Plaintiff’s allegations do not implicate the Fourteenth Amendment’s Equal Protection Clause because while Plaintiff is upset about the alleged false statements, there are no factual allegations to suggest that Defendants published these statements attributed to Plaintiff because of his race (i.e., for a discriminatory purpose). Given the nature of his allegations, it appears that amendment would be futile, but in an abundance of caution, the court will give Plaintiff leave to amend with respect to the equal protection claim.
The court will delay screening the state law claims until such time as the amended complaint is filed.

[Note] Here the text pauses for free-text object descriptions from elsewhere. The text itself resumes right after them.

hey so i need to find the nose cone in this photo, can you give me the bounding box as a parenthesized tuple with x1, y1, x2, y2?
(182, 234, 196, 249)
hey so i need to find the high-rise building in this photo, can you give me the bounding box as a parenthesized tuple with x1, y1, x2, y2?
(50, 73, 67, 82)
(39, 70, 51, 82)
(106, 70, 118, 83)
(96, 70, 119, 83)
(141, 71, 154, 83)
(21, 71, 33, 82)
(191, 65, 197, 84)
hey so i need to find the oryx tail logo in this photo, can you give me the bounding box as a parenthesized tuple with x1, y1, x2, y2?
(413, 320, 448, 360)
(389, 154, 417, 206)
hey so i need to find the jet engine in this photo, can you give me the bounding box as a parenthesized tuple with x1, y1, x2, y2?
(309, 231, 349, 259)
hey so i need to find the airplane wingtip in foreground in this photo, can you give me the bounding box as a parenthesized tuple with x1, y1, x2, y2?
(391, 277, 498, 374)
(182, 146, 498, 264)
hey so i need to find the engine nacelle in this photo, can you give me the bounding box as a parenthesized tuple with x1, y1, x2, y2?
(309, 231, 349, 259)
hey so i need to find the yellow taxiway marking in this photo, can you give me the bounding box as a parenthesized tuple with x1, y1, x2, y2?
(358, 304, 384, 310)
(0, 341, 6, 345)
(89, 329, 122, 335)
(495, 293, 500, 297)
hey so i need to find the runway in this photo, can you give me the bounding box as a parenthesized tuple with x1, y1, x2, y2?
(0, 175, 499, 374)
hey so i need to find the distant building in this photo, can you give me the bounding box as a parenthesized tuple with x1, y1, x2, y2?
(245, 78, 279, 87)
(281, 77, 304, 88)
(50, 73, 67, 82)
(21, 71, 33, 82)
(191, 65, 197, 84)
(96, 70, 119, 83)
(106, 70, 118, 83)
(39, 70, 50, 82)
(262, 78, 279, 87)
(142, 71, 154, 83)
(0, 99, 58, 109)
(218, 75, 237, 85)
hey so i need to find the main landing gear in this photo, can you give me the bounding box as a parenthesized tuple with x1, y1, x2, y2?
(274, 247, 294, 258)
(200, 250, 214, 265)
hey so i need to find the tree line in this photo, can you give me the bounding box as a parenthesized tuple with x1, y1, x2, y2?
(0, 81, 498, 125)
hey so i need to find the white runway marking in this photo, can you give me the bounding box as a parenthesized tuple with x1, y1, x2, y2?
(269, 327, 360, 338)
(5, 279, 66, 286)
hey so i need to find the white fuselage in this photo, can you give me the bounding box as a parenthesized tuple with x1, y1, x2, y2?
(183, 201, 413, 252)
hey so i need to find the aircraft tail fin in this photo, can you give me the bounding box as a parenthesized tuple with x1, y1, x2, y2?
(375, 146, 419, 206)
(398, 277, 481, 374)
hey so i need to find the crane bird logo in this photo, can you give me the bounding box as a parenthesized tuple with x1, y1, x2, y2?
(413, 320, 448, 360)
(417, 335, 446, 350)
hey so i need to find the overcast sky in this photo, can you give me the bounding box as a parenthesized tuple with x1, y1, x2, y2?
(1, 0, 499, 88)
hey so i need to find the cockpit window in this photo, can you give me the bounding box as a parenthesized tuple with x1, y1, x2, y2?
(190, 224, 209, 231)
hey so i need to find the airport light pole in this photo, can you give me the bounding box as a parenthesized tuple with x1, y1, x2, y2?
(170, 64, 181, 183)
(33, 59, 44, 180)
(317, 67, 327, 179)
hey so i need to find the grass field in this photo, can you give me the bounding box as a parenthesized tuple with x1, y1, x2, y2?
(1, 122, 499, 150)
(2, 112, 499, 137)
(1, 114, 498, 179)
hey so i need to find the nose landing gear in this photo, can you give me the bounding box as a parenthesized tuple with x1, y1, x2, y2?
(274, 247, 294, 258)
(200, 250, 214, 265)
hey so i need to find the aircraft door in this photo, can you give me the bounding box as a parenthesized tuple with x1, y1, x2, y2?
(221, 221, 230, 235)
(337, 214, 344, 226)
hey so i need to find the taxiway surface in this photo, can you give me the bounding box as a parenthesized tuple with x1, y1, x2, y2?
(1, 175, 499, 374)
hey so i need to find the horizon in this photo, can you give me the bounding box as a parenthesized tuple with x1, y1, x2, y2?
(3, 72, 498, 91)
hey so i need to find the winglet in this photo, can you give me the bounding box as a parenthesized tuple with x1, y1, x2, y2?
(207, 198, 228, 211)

If Plaintiff fails to state an equal protection claim in his amended complaint, the court will recommend dismissal of the state law claims without prejudice for lack of jurisdiction, to be pursued, if appropriate, in state court. See 28 U.S.C. §§ 1331, 1332, 1367.
III. CONCLUSION
(1) Plaintiff’s IFP application (ECF Nos. 1, 3) is GRANTED; however, Plaintiff is required to pay, through WCDF, an initial partial filing fee in the amount of $2.33, within thirty days of this Order. Thereafter, whenever his inmate account exceeds $10, he is required to make monthly payments in the amount of 20 percent of the preceding month’s income credited to his account until the full $350 filing fee is paid. This is required even if the action is dismissed, or is otherwise unsuccessful. The Clerk is directed to SEND a copy of this Order to the attention of Chief of Inmate Services for WCDF at 911 E. Parr Blvd., Reno, NV 89512. 6
(2) The Clerk shall FILE the complaint (ECF No. 1-1).
(3) The complaint is DISMISSED WITH LEAVE TO AMEND to correct the deficiencies noted herein.
(4) The Clerk shall SEND Plaintiff the instructions for filing a civil rights complaint by an incarcerated individual and form civil rights complaint by an inmate.
(5) Plaintiff has 30 DAYS from the date of this Order to file an amended complaint correcting the deficiencies noted above. The amended complaint must be complete in and of itself without referring or incorporating by reference any previous complaint. Any allegations, parties, or requests for relief from a prior complaint that are not carried forwarded in the amended complaint will no longer be before the court. Plaintiff shall check the box for the first amended complaint on the court’s form civil rights complaint. If Plaintiff fails to file an amended complaint within the 30 days, the action may be dismissed. 7
If Plaintiff wishes to proceed with his state law claims, he must re-allege them in the amended complaint.